I always tell my clients that in order to grow your business, you need to market your business. You can’t see good growth without intention, strategy and a plan. I often hear myself saying, “Not having a marketing plan is akin to throwing paint on the wall and expecting good results.”

I met recently with a business owner whose business is on the very verge of exploding- both in new products, profits and sales. The business is literally on the edge of going to the next level because the product it sells is truly in demand. It’s a good problem to have. The owner called me to come in and evaluate and prepare the business for a marketing campaign. They were anxious to get started, to see results, and to create a marketing plan to help support this anticipated growth. They were also preparing to hire contractors to handle the additional workload.

During the consult, it became apparent to me that they put the cart wayyyyyyy before the horse. While they’ve been in business for many years, they had never, ever put together a business plan. The biz owner and his partner had never discussed the vision or the mission for the business. They just jumped in, and based on great word of mouth referrals, business had been buzzing along during that time. I also noted that they didn’t have an electronic database of customers. They were keeping their records in binders- ON PAPER- and had a bookcase full of notes and emails. I almost fell off my chair during the meeting, wondering how they kept it all straight.
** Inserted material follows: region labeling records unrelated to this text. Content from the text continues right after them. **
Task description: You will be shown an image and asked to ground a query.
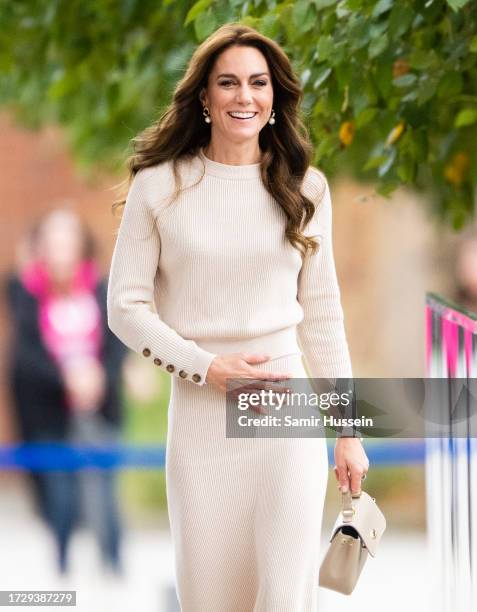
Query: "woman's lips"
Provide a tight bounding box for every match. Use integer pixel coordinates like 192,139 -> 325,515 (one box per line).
227,112 -> 257,121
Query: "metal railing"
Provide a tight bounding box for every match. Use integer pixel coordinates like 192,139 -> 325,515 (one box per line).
426,293 -> 477,612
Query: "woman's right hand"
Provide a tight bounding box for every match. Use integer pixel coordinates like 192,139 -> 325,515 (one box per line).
205,353 -> 293,404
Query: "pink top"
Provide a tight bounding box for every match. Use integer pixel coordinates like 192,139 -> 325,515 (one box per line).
20,260 -> 103,406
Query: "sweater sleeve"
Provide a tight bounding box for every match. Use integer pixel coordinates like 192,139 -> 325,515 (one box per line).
107,168 -> 215,385
297,173 -> 352,378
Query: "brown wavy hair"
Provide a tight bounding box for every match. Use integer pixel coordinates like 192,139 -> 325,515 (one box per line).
112,23 -> 326,255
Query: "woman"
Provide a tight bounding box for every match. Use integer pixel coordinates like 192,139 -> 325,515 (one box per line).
108,24 -> 368,612
7,209 -> 126,573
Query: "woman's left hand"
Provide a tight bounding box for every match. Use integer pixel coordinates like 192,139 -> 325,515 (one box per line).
334,438 -> 369,495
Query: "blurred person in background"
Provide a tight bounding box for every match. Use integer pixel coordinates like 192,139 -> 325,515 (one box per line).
6,209 -> 127,574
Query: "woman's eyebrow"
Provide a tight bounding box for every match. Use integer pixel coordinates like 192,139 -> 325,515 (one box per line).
217,72 -> 270,79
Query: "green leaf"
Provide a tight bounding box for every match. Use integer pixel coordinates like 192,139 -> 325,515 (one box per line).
447,0 -> 469,13
356,108 -> 378,128
184,0 -> 213,26
371,0 -> 394,17
313,0 -> 336,10
313,66 -> 332,89
437,72 -> 463,98
368,34 -> 389,59
194,9 -> 217,41
454,108 -> 477,127
316,36 -> 334,62
393,73 -> 417,87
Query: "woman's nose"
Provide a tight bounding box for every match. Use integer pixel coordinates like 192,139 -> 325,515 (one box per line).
237,86 -> 252,103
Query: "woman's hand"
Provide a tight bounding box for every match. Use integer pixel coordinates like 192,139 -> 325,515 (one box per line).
334,438 -> 369,495
205,353 -> 293,404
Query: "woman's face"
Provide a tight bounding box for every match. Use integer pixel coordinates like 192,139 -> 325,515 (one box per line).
201,46 -> 273,144
38,211 -> 83,282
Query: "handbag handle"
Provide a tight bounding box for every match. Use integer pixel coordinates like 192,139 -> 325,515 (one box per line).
341,489 -> 361,523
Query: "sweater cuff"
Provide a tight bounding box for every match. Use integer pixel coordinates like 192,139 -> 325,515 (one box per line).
192,347 -> 217,386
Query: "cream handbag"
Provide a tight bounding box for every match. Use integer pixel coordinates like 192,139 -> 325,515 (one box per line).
319,490 -> 386,595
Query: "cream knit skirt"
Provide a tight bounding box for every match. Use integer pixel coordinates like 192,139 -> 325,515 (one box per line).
166,347 -> 328,612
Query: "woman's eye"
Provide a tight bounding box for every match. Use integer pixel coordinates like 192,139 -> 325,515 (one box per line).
220,80 -> 267,87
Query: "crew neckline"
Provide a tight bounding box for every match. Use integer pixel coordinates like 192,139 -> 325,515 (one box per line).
199,147 -> 261,179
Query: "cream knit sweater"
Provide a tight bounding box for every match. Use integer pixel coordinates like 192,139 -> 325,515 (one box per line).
107,150 -> 352,385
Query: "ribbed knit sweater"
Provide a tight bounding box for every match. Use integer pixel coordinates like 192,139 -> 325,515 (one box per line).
107,150 -> 352,385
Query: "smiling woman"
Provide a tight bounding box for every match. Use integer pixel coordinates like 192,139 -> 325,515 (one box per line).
200,46 -> 273,164
108,24 -> 367,612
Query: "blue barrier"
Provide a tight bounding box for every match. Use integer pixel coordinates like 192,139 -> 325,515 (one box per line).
0,440 -> 425,471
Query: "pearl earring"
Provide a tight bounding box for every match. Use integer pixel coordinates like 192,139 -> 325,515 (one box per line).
202,106 -> 211,123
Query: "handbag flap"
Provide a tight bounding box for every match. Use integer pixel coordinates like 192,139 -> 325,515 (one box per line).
330,491 -> 386,557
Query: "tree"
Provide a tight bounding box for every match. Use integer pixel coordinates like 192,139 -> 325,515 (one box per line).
0,0 -> 477,229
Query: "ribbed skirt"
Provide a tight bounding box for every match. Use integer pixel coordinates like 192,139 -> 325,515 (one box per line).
166,345 -> 328,612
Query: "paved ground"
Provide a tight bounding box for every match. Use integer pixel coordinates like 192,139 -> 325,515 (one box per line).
0,480 -> 436,612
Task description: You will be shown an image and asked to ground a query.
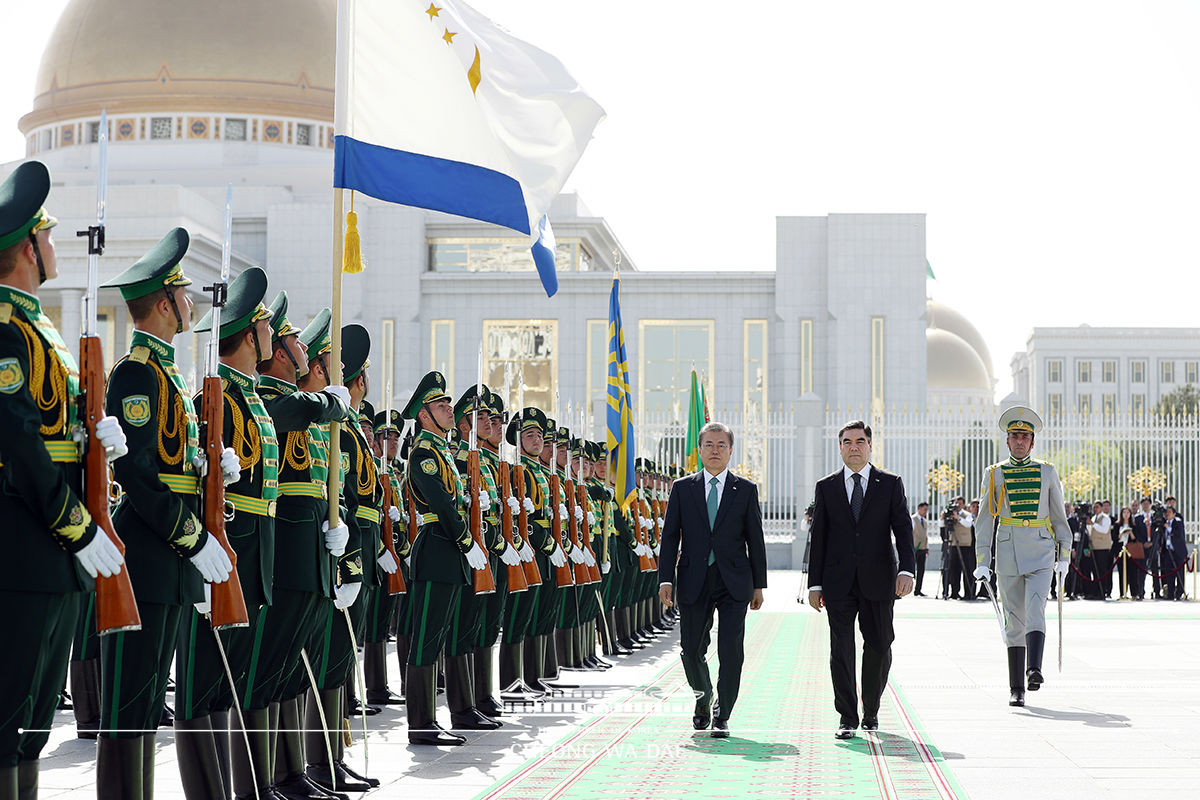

They wanted to market, that was certain. They understand that a marketing plan was necessary for good growth. But the fact is, they were nowhere near ready. A good marketing plan has a series of tactics that need to be delivered based on the brand values. I found myself recommending to the biz owner that he and his partner start by improving their administrative and operating systems. For one thing, if they wanted to send a newsletter to their client base, somewhere around 6,000 names (!), they needed to hire a temp to come in and transfer their records from paper to an electronic database. As I explained, we would need up-to-date and accurate records to communicate with past and current customers.

This is not unusual. I run into this a lot. Many business owners I meet need to implement these systems in order to have them in place to support marketing initiatives. I like to imagine strong and effective administrative and operating systems as the foundation of a good marketing campaign. If the foundation of a business, including a strong business plan and vision, is not in place, you might as well throw paint at the wall, sit back, and hope for more customers.

I call this “Hope” marketing. “Hope” marketing is like throwing paint on the wall and hoping it’ll magically turn into a smooth coat with no streaks.